DataFaux

DataFaux is a powerful, open-source Python tool for generating realistic and structured test data. It is designed for developers, testers, and QA engineers who need to create varied and valid datasets for testing and development without using sensitive real-world information.

Whether you need to test a data pipeline, populate a development database, or simulate user behavior, DataFaux provides a flexible and easy-to-use solution.

Quick Start

# Install dependencies (recommended in a virtual environment)
python -m venv .venv
.venv\Scripts\activate  # On Windows
source .venv/bin/activate # On macOS/Linux
pip install -r requirements.txt

# Generate 100 people records in CSV
python -m datafaux.main generate --preset people --count 100 --out people.csv

Key Features

Multiple Data Generators: Generate data for various domains, including people, e-commerce, finance, and health.
Multiple Export Formats: Export data to CSV, JSON, Excel, and Parquet.
Streaming Mode: Generate large datasets without running out of memory by processing data in chunks.
Testers Mode: Intentionally inject errors (e.g., null values, wrong data types) into your data to test the robustness of your data processing systems.
Schema-Driven Generation: Define complex data structures using YAML schemas for highly customized data generation.
Relational Presets: Generate related data, such as e-commerce orders linked to a specific set of customers.
Extensible: Easily add new data generators and presets.

Installation

From PyPI (Recommended)

Install DataFaux directly from PyPI:

pip install datafaux

From Source

Clone the repository:

git clone https://github.com/Jean-EstevezT/DataFaux.git
cd DataFaux

Create and activate a virtual environment:

# Create the environment
python -m venv .venv

# Activate on Windows
.venv\Scripts\activate

# Activate on macOS/Linux
source .venv/bin/activate

Install the package:
```
pip install -r requirements.txt
```

Usage

CLI Usage

Basic Generation

Generate a CSV file with 100 records of people data:

python -m datafaux.main generate --preset people --count 100 --out people.csv

Streaming Generation

Generate a large dataset of 1,000,000 records in streaming mode to avoid memory issues. The data will be saved in chunks of 10,000 records.
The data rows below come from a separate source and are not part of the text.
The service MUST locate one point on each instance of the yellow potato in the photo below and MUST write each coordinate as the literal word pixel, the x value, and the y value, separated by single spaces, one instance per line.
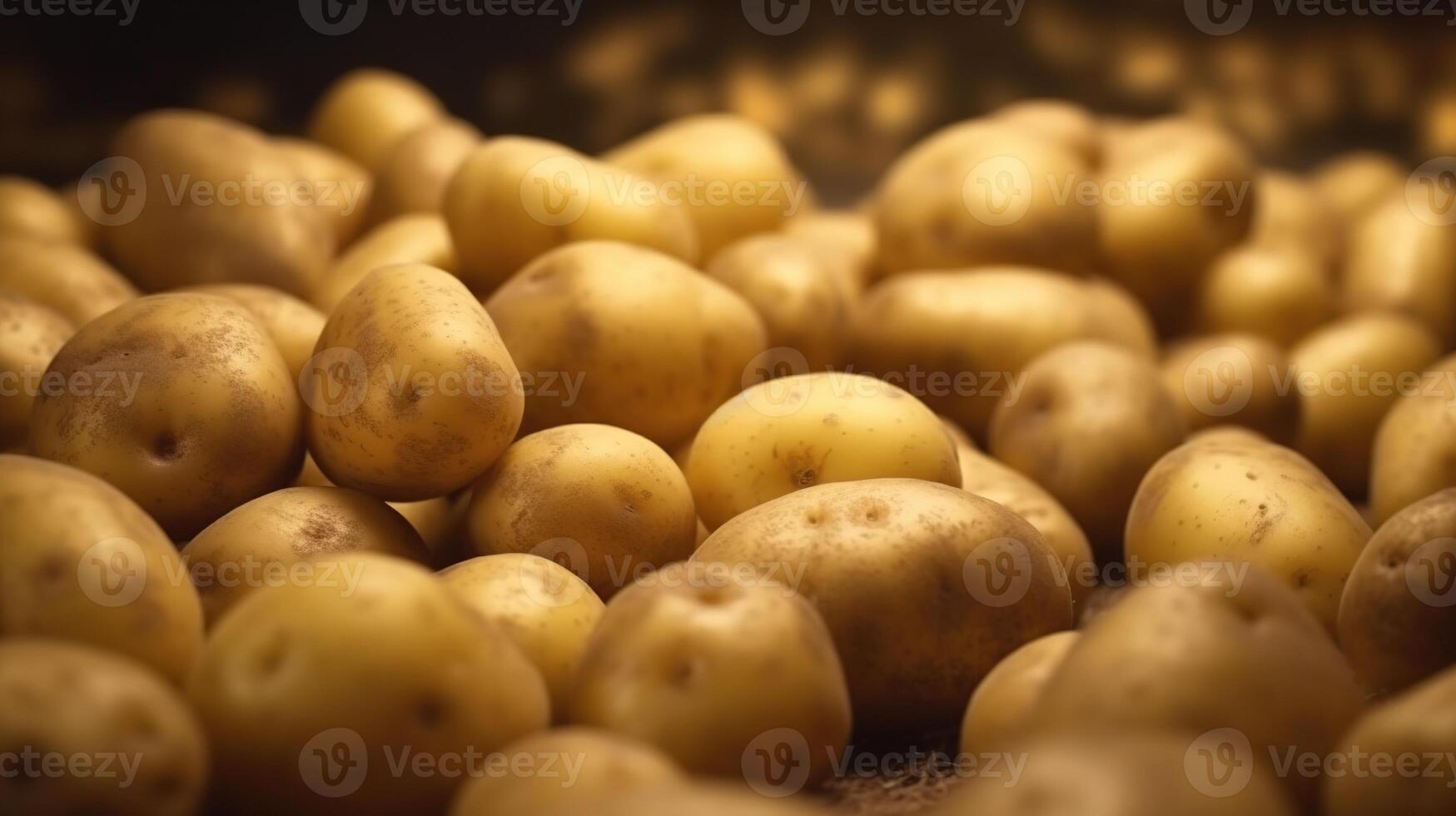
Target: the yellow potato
pixel 608 500
pixel 367 111
pixel 412 392
pixel 1091 420
pixel 81 561
pixel 618 334
pixel 683 660
pixel 798 431
pixel 122 740
pixel 544 606
pixel 731 175
pixel 312 689
pixel 181 401
pixel 568 769
pixel 1349 373
pixel 923 586
pixel 516 198
pixel 262 542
python -m datafaux.main generate --preset people --count 1000000 --out large_dataset.csv --mode streaming --chunksize 10000

Testers Mode

Generate a dataset with 2% of the records containing errors. This is useful for testing data validation and cleaning pipelines.
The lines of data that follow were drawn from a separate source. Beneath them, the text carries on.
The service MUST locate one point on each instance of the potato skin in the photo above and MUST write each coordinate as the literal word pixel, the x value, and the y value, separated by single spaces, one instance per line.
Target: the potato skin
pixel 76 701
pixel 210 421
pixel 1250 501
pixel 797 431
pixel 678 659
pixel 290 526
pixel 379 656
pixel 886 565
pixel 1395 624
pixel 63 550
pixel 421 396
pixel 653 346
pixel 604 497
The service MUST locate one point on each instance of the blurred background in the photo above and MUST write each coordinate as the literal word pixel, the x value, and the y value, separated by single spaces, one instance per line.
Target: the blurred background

python -m datafaux.main generate --preset ecommerce --count 1000 --out ecommerce_with_errors.csv --mode testers --error-rate 0.02

Generating from a Schema

Define your own data structure in a YAML file (e.g., my_schema.yaml) and use it to generate data.

my_schema.yaml:

type: people
fields:
  - name: full_name
    provider: name
  - name: job_title
    provider: job
  - name: credit_card
    provider: credit_card_number

Command:

python -m datafaux.main generate --schema my_schema.yaml --count 50 --out custom_data.json --format json

Linking Presets

Generate e-commerce orders for a specific set of customers from a file.

customers.csv:

customer_id,name,email
1,John Doe,john.doe@example.com
2,Jane Smith,jane.smith@example.com

Command:

python -m datafaux.main generate --preset ecommerce --customers-file customers.csv --count 100 --out orders.csv

Using a `config.yaml` for Defaults

You can set default options for the CLI in a config.yaml file in your project directory. Any CLI argument will override the config file.

Example config.yaml:

preset: people
count: 200
out: my_people.csv
format: csv
locale: en_US
mode: normal

Now you can simply run:

python -m datafaux.main generate

and it will use the defaults from config.yaml.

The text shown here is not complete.